A oposição na Assembléia mineira atualmente conta com pouco mais de 20 deputados entre 77. Na prática, Anastasia vai continuar fazendo o que seu mestre ensinou: governar do jeito que bem entender, com total subserviência política, da mídia e, por extensão, da população. Que não tem oposição nem na Assembleia, por própria culpa, nem na mídia, cooptada integralmente. O povo de Minas Gerais é o último elo nesta cadeia. Enfraquecido, ignorado, que vê levado até ele estritamente o que o governador e seus asseclas quer que chegue.

Sobre o malfadado “choque de gestão”, seus “benefícios”, ter “zerado o déficit do estado”, a verdade é bem diferente. Reproduzo trecho de notícia do jornal Valor Econômico de 10 de novembro de 2010:

“A situação é mais difícil para os Estados que possuem as dívidas mais altas. A maior é a de São Paulo, cujo estoque passou de R$ 118,4 bilhões em 2006 para R$ 142,1 bilhões em 2010 e relação dívida/receita corrente líquida de 1,46%. Na sequência está Minas Gerais, cuja dívida passou, sob essa mesma base de comparação, de R$ 41,7 bilhões para R$ 54,2 bilhões com relação dívida/receita de 1,71%.

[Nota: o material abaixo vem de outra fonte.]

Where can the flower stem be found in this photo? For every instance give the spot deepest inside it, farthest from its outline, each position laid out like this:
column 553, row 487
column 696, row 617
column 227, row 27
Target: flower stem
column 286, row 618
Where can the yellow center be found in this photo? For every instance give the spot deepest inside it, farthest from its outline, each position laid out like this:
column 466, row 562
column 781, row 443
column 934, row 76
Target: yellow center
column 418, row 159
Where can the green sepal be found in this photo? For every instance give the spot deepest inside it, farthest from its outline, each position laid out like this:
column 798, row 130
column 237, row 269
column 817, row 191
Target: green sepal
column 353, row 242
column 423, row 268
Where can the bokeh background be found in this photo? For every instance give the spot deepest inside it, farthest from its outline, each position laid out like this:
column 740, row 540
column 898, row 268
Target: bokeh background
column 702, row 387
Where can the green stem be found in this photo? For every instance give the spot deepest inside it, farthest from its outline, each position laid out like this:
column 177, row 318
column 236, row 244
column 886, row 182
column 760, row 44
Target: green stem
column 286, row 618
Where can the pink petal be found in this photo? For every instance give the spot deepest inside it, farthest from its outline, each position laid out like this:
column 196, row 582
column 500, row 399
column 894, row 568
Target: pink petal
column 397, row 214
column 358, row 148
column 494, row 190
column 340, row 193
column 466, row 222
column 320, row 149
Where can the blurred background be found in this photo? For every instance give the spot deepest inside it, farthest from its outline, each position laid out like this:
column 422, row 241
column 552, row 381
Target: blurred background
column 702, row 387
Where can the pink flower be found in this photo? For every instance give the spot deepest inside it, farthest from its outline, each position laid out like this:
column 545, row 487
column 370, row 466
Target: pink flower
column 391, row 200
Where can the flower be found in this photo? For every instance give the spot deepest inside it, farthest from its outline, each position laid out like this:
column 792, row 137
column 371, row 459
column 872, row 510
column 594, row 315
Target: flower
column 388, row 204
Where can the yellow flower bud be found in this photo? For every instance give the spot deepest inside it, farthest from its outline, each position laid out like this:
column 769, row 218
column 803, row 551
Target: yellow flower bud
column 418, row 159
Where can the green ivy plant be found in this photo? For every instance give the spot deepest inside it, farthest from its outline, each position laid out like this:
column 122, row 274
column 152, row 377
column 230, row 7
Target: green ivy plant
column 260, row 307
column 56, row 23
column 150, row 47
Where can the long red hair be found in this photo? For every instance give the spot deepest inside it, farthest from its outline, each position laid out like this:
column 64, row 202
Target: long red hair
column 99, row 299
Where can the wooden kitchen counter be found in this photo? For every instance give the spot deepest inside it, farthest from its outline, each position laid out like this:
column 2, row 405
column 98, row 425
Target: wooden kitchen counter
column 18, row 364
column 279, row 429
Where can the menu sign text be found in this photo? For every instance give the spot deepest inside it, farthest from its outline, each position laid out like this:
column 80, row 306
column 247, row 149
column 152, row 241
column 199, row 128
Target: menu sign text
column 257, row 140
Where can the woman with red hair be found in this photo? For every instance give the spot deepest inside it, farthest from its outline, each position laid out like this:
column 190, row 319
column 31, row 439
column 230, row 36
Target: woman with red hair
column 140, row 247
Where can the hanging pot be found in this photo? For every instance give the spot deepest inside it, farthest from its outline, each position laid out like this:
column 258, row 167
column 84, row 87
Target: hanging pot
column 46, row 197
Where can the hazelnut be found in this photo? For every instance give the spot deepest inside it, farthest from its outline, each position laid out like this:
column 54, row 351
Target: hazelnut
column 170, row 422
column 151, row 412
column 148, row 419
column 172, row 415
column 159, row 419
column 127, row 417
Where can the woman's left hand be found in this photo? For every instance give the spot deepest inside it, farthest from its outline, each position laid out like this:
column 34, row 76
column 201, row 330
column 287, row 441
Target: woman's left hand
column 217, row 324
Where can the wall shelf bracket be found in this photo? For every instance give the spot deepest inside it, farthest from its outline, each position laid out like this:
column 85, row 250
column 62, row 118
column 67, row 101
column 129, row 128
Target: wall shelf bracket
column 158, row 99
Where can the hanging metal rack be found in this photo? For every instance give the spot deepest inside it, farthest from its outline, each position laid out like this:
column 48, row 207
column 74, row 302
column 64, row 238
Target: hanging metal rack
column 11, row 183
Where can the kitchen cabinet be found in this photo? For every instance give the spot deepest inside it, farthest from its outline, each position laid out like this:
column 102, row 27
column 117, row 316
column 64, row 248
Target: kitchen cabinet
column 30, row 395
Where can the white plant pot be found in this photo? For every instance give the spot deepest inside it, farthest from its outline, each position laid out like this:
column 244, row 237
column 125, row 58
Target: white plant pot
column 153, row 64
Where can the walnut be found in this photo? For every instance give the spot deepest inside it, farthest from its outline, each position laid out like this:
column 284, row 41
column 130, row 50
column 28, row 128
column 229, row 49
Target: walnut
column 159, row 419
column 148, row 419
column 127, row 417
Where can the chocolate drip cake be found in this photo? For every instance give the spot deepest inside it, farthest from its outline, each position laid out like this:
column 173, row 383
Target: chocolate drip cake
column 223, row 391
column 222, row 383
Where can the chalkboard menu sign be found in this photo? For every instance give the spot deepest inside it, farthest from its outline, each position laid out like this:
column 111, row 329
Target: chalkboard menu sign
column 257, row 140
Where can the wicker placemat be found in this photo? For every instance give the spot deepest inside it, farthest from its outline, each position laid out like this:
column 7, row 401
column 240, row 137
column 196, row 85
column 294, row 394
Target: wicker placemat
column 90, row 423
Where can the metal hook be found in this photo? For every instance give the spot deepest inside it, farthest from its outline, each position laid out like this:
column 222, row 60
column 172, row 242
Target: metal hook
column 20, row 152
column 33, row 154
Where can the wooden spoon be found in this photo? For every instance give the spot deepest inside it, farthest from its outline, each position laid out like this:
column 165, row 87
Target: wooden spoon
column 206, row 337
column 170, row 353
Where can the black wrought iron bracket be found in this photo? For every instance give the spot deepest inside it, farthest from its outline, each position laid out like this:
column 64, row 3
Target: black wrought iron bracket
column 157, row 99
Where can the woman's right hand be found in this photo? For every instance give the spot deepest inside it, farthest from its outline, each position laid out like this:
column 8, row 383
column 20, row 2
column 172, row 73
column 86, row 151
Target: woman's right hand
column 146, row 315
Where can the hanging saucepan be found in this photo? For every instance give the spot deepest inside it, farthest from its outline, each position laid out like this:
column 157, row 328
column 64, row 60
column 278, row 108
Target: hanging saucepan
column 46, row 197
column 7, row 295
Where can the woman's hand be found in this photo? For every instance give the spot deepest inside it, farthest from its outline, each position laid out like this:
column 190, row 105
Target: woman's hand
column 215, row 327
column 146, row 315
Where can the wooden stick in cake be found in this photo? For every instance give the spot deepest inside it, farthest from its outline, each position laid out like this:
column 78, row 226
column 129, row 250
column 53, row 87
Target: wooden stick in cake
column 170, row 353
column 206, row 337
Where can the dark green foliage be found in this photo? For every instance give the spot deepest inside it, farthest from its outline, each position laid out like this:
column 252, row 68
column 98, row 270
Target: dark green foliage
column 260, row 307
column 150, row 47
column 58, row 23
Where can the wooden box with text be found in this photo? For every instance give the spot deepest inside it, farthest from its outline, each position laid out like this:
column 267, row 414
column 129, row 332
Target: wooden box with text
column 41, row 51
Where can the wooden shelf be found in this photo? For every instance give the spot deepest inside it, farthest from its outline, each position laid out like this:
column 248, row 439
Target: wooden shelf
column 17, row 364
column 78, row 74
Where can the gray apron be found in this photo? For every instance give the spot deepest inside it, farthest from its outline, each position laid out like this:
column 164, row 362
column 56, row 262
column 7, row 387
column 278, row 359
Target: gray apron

Este é o jeito Aécio Neves – e tucano, como visto – de governar. Com mentiras, abusos de poder, artimanhas, controle da mídia, propaganda enganosa, etc. Algo a ser lembrado desde agora, vide as eleições de 2014, com Neves provável candidato a presidente. Afiar a memória todo o tempo, na política, é mais que necessário, é fundamental. E no caso de uma mídia corrompida, é a única maneira que temos de fazer oposição: os próprios esforços.